Negative Media Narratives
According to Gallup, blacks are not heavily influenced with news-related stories of police violence due to their already low confidence in the police. However, those that did see precipitous drops in confidence (youth, postgrad, democrats and high-earners) were greatly influenced by media outlets running negative narrative stories.

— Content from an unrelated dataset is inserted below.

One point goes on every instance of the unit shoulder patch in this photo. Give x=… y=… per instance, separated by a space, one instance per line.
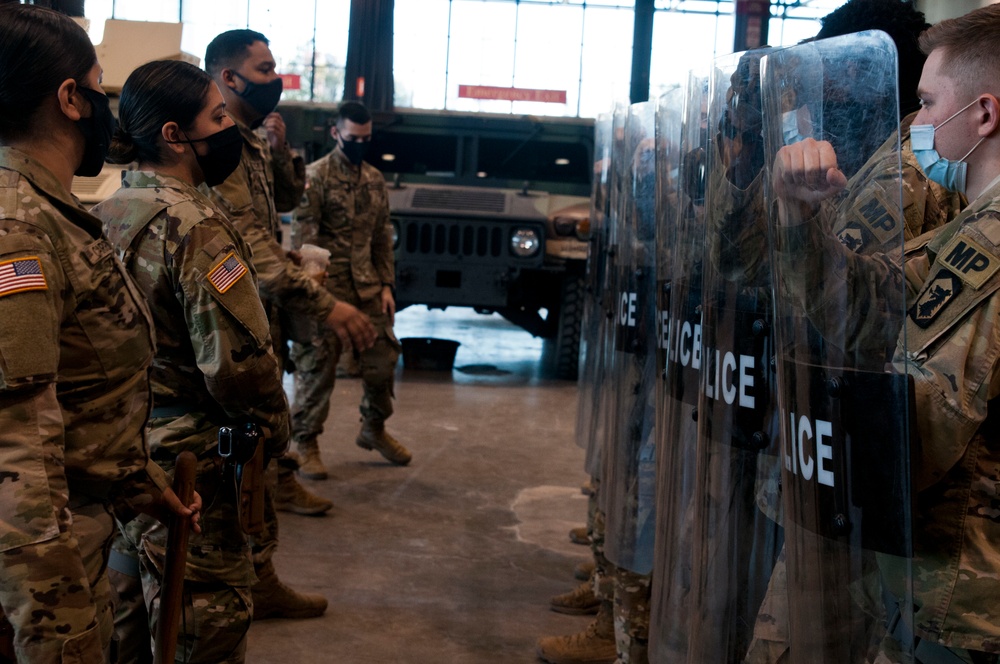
x=21 y=274
x=224 y=275
x=969 y=260
x=938 y=294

It seems every outlet from The Washington Post to The New York Times to CNN produced potentially perception altering stories over the last few years. And if you’ve watched or read any other outlets, you’ve likely seen some negative press on policing in America. The following sites even have separate pages for stories involving police:
- The Huffington Post: Bad Cops
- The New York Times: Police Brutality, Misconduct and Shootings
- The Guardian: Police
Police-related stories are clearly a hot topic. And ‘juicy’ stories that involve violence, crime, misconduct and other negative-leaning views tend to get the most traction among readers and viewers. It’s not surprising, but that is what also leads to significant decreases in police confidence.
What does this mean for your safety?
In 2015, there were 15,696 murders — the most since 2008 and the largest change in yearly numbers since 1990. Five Thirty Eight, released a report in January claiming the U.S. experienced another significant increase in murders — 10.5% to be exact.
According to data gathered by CBS Atlanta, nine agencies in the Metro Atlanta area saw increased response times to crimes. Yes, some of the response delay can be attributed to an increase in calls due to cell phone availability. However, if we are expected to see increasing populations and increasing usage of technology to contact law enforcement, it’s logical to expect response times to increase without equal increases in the labor force that handles and responds to those calls. A longer-than-normal response time could mean the difference between life and death.